For a round boule: put the pre-shaped dough onto the work surface, lightly floured. Imagine the round of dough is a clock face. Take one edge of the dough at 12 o’clock and gently pull towards you, and fold into the centre of the dough. Move the dough around to 3 o’clock and pull and fold again. Move to 6 o’clock, then 9 o’clock, pulling and folding. Do this process a few times until the dough feels tight and a little bouncy. Turn the dough over. Scoop the dough into curved hands and rock the dough backwards and forwards, until the dough feels tight and smooth.
For a batard: put the pre-shaped dough onto the work surface, lightly floured. Imagine the dough is sort of square shape. Take the two sides of the square shape that are opposite each other and gently stretch away from each other. Fold these stretched bits over each other in the centre of the dough. Turn the dough round 90 degrees and do the same with the other two sides of the square. Now that you have folded the 4 sides of the square, fold 2 of the opposing corners in the same way, and then fold the other opposing corners. Take any side of the dough and roll up like a Swiss roll. Press the seam to seal.
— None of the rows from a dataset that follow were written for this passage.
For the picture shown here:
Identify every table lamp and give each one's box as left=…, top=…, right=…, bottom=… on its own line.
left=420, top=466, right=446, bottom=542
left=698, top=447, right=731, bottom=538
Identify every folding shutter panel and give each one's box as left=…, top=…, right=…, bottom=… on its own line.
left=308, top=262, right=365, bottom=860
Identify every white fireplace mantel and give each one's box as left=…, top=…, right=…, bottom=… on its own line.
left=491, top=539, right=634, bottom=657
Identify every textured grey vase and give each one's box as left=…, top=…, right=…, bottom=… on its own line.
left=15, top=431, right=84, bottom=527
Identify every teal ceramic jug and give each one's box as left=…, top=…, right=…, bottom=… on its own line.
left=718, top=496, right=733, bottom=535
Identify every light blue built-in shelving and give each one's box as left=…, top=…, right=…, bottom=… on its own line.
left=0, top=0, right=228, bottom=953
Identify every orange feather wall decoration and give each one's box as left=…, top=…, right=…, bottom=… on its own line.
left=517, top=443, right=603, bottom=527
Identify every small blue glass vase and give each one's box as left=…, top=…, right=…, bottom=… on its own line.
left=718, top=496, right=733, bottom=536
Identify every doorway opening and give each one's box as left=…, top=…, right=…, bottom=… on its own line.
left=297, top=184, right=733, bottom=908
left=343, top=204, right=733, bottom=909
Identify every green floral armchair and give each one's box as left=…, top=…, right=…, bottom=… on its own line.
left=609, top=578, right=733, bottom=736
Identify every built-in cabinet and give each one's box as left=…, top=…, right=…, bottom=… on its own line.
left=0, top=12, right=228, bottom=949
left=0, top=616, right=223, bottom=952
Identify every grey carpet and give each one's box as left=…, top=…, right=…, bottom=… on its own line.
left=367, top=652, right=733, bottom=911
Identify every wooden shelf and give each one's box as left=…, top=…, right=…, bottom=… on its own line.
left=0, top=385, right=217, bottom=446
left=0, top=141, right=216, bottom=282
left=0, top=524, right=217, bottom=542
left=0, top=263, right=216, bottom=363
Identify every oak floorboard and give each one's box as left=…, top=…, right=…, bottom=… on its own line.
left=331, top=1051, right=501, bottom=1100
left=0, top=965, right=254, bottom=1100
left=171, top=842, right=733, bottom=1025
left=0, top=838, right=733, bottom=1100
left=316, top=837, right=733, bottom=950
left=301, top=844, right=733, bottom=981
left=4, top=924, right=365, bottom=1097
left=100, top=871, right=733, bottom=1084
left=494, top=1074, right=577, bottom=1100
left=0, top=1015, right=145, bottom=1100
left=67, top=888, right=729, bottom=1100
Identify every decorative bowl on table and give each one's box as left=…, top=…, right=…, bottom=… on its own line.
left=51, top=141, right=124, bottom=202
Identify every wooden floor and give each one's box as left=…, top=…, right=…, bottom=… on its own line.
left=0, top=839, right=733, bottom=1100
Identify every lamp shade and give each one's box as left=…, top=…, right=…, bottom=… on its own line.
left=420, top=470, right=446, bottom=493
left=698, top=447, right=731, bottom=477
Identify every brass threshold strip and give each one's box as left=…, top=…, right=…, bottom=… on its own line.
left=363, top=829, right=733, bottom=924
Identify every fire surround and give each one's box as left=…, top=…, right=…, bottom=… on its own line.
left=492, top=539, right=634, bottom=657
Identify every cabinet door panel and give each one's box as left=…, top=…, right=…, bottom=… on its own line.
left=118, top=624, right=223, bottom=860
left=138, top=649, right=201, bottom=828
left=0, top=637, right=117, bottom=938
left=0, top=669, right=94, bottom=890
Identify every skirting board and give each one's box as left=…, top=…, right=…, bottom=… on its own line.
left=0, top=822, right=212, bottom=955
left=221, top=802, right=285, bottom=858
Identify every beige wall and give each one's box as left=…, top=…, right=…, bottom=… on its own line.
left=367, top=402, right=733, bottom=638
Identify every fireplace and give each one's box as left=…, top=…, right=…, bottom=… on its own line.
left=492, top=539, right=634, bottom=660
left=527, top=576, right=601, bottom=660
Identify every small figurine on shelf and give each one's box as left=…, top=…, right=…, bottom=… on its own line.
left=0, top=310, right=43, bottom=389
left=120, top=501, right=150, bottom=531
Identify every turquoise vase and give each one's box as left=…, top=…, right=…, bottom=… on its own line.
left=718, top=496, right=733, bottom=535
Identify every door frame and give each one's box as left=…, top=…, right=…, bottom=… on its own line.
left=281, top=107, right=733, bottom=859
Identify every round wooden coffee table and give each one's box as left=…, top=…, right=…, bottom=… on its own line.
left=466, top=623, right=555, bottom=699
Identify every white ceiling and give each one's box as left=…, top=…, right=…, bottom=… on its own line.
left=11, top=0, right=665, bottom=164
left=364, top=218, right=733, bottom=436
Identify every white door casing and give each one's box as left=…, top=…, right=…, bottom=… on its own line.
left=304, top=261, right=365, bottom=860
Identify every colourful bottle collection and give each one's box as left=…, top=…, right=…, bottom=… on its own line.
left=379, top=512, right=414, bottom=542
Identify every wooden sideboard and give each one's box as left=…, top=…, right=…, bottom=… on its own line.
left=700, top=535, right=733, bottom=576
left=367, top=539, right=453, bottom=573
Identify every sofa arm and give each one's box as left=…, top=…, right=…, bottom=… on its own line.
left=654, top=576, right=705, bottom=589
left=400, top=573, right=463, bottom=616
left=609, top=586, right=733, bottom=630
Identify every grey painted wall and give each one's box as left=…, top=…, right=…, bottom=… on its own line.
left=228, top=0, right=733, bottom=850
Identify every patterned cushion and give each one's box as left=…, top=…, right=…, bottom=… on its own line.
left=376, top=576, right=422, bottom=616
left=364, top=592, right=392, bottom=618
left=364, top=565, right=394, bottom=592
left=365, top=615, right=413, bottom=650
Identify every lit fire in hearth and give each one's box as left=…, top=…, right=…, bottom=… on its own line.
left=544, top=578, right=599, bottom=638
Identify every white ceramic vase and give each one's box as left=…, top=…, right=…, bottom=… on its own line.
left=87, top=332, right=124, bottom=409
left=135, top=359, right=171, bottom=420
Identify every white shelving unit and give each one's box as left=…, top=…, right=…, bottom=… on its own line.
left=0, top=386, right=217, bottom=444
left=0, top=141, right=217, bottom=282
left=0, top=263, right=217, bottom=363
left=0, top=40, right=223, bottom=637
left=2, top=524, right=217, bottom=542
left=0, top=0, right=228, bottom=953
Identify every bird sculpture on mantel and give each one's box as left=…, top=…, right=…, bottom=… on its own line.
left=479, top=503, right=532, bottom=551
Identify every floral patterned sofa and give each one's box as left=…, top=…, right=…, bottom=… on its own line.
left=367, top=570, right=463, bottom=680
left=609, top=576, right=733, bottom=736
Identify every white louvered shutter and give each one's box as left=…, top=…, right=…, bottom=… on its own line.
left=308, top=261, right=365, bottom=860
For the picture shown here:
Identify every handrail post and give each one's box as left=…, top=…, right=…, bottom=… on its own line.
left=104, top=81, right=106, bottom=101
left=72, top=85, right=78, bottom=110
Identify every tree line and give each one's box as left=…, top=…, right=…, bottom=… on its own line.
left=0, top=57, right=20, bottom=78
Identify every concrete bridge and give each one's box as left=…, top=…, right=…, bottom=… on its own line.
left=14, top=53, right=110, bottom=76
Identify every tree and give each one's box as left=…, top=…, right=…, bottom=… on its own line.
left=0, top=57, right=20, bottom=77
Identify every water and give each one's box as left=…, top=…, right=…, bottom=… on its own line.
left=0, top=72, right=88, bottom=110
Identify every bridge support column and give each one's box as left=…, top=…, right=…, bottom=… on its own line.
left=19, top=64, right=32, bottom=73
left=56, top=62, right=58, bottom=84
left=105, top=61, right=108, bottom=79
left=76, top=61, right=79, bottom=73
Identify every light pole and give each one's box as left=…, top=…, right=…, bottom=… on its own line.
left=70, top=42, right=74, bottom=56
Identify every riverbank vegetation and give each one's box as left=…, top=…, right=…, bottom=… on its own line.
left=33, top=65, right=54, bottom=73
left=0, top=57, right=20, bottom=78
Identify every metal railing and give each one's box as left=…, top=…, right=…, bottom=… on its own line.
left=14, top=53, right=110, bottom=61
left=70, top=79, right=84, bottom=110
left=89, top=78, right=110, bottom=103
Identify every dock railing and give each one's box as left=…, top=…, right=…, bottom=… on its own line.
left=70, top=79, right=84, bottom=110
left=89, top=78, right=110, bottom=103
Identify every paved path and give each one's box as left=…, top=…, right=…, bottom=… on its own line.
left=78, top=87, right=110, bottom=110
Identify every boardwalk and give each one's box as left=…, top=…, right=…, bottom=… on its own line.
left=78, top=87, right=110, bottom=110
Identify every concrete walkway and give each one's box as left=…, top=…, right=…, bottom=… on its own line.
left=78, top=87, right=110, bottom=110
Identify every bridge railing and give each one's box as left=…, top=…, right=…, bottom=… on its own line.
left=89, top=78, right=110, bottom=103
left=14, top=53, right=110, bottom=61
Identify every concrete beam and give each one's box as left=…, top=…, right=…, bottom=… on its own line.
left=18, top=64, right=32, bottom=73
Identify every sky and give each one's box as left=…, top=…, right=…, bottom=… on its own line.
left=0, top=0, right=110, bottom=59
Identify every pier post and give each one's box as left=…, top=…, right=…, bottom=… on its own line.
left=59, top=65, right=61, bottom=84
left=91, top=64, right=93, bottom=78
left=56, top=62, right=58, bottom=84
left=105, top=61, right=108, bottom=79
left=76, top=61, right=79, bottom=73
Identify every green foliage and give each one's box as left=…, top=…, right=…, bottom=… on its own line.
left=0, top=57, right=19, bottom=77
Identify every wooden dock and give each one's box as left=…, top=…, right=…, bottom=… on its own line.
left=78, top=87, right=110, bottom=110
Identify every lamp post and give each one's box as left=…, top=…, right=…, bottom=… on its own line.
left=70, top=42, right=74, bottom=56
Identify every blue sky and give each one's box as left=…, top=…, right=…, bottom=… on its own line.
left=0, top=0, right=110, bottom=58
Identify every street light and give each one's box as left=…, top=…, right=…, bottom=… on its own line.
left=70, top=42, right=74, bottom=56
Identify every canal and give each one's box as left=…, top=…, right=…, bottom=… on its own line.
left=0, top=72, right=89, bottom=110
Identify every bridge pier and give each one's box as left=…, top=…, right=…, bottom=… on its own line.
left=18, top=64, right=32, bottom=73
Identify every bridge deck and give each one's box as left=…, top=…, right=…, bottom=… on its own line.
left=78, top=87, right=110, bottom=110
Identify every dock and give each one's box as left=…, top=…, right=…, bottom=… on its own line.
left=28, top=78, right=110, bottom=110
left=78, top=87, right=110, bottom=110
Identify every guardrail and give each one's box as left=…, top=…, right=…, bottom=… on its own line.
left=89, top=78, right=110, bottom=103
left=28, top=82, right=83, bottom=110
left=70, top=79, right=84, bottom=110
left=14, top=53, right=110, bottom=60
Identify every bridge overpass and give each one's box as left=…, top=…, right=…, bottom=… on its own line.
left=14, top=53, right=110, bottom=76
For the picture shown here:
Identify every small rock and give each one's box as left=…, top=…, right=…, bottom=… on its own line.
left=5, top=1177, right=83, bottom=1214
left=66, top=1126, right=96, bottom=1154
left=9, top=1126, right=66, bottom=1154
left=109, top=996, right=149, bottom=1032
For either shape, carefully move the dough into a proving basket, round or batard shaped, with the smooth side of the dough on the bottom and the seam side on top.
While you can prove your dough for 2-3 hours at room temperature, I advocate the retarded or fridge prove, and this method serves me well. Leave the dough at room temperature for an hour then place in the fridge for 8-12 hours. Doing this at night works well as it allows you to bake your bread first thing the next morning.
Score and Bake
For the pot method, pre-heat your oven to really hot – 250 degrees C. Put the pot in when you begin to pre- heat, and leave for 20-30 minutes. The pot will certainly be really hot after half an hour – and perhaps this is a waste of energy – but I sometimes want to be completely sure the pot is hot, so I go the extra 10 minutes.
Turn your dough out of the proving basket onto a thin flat baking tray or peel, well dusted with semolina. The pretty side of the dough is now on top. Open the oven and carefully take the lid of the pre-heated pot off. You can then slide the shaped dough into the hot pot.
At this point you can score the dough using a lame or razor blade or sharp knife. For a boule, scoring with a cross is good, however, I sometimes score with 2 parallel slashes, giving the bread more of an oval shape. For a batard, score with 1 or 2 long cuts down the length of the dough.
Pop the lid back on the pot and close the oven door. Turn the oven to 220 degrees C or 200 degrees C fan-forced. Bake for 20 minutes, then remove the lid and bake for a further 20-30 minutes with the lid off. I have experimented endlessly with this latter cooking time, and have come to the conclusion that 20 minutes gives a lighter brown loaf, softer in the middle, while 30 minutes gives a richer, browner loaf not quite as soft.
Remove the bread to a wire rack or board and leave to cool for an hour before cutting.
That’s it. I have tried to explain what works for me. There are infinite variations on the how-to of sourdough bread making. This is just one method. I can only encourage you to try this method, or any other, to discover the joys and pleasures and the huge satisfaction of turning flour and water into a magnificent loaf of bread.